El río era ancho y verde en el valle. Lechero se desnudó, se subió a un árbol y se tiró al agua. Salió a la superficie como una bala, iridiscente, sonriendo, chapoteando.
—¡Vamos, desnúdate y ven aquí!
—No, no quiero nadar.
—¡Vamos, muchacha!
—Hay culebras de agua.
—Pues que se jodan. ¡Venga, date prisa!
Dulce se descalzó, se sacó el vestido por la cabeza y se quedó desnuda. Lechero extendió los brazos mientras ella avanzaba tímidamente por la orilla resbalando, tropezando, riéndose de su propia torpeza, y después, conforme el agua le cubría las piernas, los muslos y la cintura, dando gritos. Lechero la atrajo hacia sí y la besó en la boca. La caricia acabó en esfuerzo por hundirla en el agua. Dulce se defendía:
—¡Mi pelo! ¡Se me va a mojar el pelo!
—No, no se te va a mojar —dijo Lechero mientras le echaba agua por la cabeza. Secándose los ojos, escupiendo a chorros por la boca y sin dejar de gritar, Dulce regresó a la orilla.
—¡Está bien! ¡Está bien! —aulló Lechero—. ¡Vete, déjame solo, no me importa! ¡jugaré con las culebras de agua!
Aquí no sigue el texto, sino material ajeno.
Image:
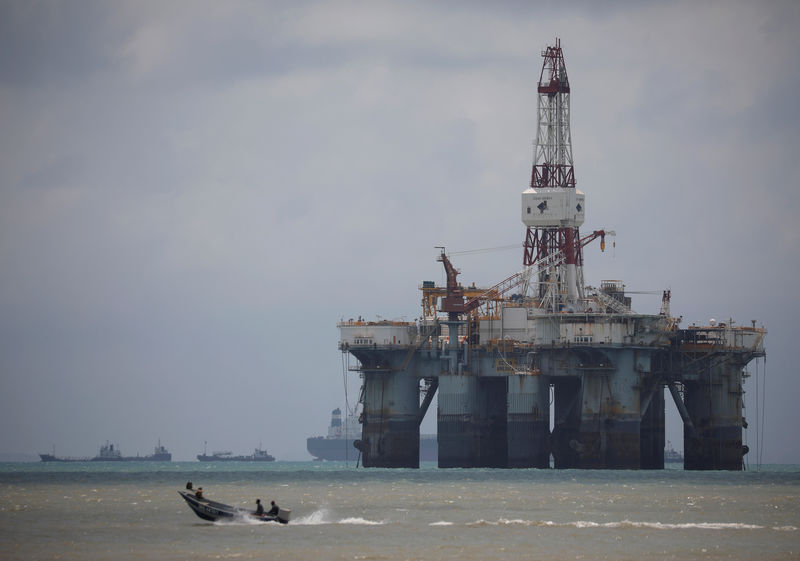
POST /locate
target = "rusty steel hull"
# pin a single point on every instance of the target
(607, 402)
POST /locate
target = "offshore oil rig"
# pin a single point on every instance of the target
(500, 357)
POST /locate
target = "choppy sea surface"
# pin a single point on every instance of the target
(132, 511)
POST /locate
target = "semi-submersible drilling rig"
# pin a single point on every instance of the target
(495, 354)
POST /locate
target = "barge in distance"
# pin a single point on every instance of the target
(258, 455)
(110, 453)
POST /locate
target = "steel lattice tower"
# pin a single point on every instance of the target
(552, 208)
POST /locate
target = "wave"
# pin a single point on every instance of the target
(362, 521)
(631, 524)
(323, 516)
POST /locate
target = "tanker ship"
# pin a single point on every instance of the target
(501, 358)
(110, 453)
(340, 443)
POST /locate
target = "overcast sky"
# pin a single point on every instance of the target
(192, 194)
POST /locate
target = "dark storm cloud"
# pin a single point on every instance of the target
(55, 42)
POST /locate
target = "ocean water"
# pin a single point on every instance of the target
(91, 511)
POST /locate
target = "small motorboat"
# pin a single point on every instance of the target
(213, 511)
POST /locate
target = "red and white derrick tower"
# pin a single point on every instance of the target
(552, 208)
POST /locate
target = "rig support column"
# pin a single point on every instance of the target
(528, 419)
(390, 428)
(714, 402)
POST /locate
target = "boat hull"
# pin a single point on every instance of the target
(213, 511)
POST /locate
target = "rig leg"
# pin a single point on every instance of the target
(528, 420)
(714, 401)
(651, 437)
(390, 429)
(472, 421)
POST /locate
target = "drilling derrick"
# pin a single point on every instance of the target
(553, 209)
(501, 358)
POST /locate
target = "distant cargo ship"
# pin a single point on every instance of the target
(259, 455)
(108, 453)
(338, 445)
(671, 455)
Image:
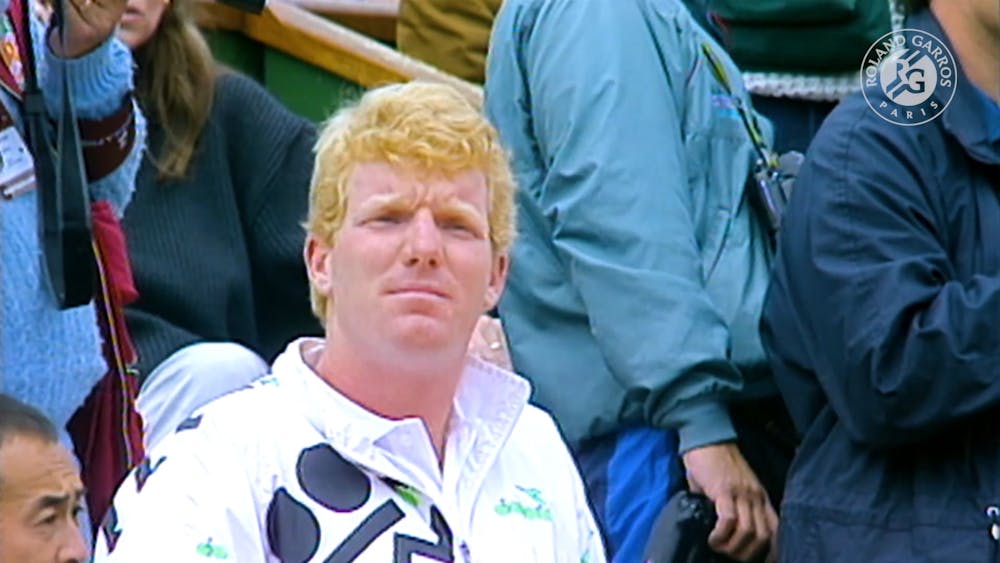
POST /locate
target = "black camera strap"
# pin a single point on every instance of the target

Y comenzó a gritar, a zambullirse, a chapotear y a darse vueltas.
—¡Sabía volar! Sabía volar, ¿me oyes? ¡Mi bisabuelo sabía volar! ¡Viva!
Golpeó el agua con los puños y dio luego un enorme salto, como si también él fuera a volar, para caer de espaldas y hundirse después en el río, con la boca y los ojos inundados de agua.
De nuevo resurgió y otra vez resonaron chapoteos, saltos, zambullidas…
—¡El muy hijoputa sabía volar! ¿Me oyes, Dulce? ¡El muy cabrón sabía volar! ¡Volaba! ¡No necesitaba avión! ¡No necesitaba un puñetero reactor para volar! ¡Volaba él solito!
—¿De quién hablas? —Dulce estaba reclinada de costado con la mejilla apoyada en el cuenco de la mano.
—¡De Salomón! ¿De quién iba a ser?
—¡Ah, de ése! —Dulce se echó a reír—. ¿Eres tú de esa tribu de negros? —Creía que Lechero estaba borracho.
—Sí. Soy de esa tribu. ¡De esa jodida tribu voladora! ¡Qué tío! ¡No le hizo falta ni avión! ¡Salió volando él solito! ¡Se hartó y allá fue hasta lo más alto! ¡Se acabó el algodón! ¡Se acabó el embalar! ¡Se acabaron las órdenes! ¡Se acabaron las mierdas! ¡Voló, chiquilla! Levantó su hermoso trasero en el aire y volvió a su país. ¿Te das cuenta? ¡Dios, lo que daría por haberlo visto! Y, ¿quieres saber algo más? Quiso llevarse a su hijo con él. A mi abuelo. ¡Viva! ¡Guitarra! ¿Me oyes? Guitarra, mi bisabuelo podía volar y a este puñetero pueblo le pusieron Shalimar por él. ¡Díselo, Dulce! Dile que mi bisabuelo podía volar.
—¿Adónde se fue, Macon?
—Se volvió a África. Dile a Guitarra que se volvió a África.
—¿A quién dejó aquí?
—¡A todos! Dejó a todos abajo, en el suelo, y él salió volando como un águila negra. «Salomón voló, Salomón se fue, Salomón surcó los cielos, Salomón llegó a su hogar.»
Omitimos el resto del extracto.